The task force’s supervisor, Randall Sanders, said the training is as beneficial to Department of Forensic Science as it is to local agencies.
“Just like all of us right now, their budget has been cut,” Sanders said. “This should help alleviate some of the issues so cases there don’t get so backlogged.”
In some cases, evidence processing at the state has taken close to a year before reports could be sent back to the local agencies.
“You can be waiting 10 months or more,” Hopwood said. “We’re trying to help them help themselves; take care of these cases yourself.”
With the training, the task force is also aiming to help themselves out, too.
Hopwood, who previously worked for DFS at the McClellan lab, took a job with the task force last summer after the lab closed its doors. In that time he has become the go-to guy for crime scene investigations and drug testing for local municipalities and counties. If more agencies are trained to handle misdemeanor cases, he said, his expertise can be focused on other cases.
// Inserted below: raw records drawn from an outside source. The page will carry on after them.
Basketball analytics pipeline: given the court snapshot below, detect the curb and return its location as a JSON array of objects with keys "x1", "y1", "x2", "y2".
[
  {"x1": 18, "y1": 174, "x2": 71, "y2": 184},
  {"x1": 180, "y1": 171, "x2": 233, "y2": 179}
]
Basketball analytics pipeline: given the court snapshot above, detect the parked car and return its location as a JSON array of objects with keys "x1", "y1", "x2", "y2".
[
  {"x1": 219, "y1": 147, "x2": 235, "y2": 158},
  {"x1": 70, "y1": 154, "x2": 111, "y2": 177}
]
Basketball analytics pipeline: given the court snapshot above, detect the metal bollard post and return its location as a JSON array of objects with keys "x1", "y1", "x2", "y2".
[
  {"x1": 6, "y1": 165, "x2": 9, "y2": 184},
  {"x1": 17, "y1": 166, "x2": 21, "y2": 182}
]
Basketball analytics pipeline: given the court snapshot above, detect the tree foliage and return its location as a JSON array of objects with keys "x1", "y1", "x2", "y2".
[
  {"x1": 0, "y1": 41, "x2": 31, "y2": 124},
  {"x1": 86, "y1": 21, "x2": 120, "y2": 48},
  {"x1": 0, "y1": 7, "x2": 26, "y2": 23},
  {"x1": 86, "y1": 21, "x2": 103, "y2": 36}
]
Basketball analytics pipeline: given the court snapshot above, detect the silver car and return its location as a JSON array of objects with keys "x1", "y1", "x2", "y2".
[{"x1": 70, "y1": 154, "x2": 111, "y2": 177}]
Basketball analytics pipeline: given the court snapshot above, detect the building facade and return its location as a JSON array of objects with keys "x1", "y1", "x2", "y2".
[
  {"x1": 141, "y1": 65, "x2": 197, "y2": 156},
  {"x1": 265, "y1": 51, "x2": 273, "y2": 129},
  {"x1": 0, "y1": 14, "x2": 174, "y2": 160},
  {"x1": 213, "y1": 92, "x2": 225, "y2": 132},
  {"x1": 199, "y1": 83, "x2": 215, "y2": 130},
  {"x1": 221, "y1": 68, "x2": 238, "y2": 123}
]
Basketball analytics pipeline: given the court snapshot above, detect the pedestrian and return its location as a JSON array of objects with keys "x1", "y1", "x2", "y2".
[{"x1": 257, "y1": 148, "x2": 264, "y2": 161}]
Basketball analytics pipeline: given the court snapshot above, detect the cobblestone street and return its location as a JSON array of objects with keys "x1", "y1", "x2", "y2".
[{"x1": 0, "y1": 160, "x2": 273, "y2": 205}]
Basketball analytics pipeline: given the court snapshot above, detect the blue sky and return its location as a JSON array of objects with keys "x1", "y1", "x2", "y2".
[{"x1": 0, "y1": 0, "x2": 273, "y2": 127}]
Initially, agencies got away from doing their own testing when the McClellan lab was readily available. Anniston police Chief Layton McGrady said it was about 10 years ago that the department stopped doing its own testing.
“It got to be time-consuming,” McGrady said. “But with statewide closings, it’s something we need to get back into.”
Anniston, unlike other agencies, has the equipment in place to get back into testing. Thompson said while the class is the first step in getting his Jacksonville officers trained to handle the cases, equipment to do the testing is still needed.
“The first thing is just to get caught up to speed,” Thompson said. “Then we’ll find out exactly what we need.”
Sanders said the class will be offered again and other agencies have expressed interest in getting their departments trained to handle these types of cases.
And the more agencies that can help themselves, the better everyone can handle the statewide budget cuts.
“The goal is to hopefully help benefit everyone included in the process,” Sanders said. “From the local agencies, to the court system to the Department of Forensic Science.”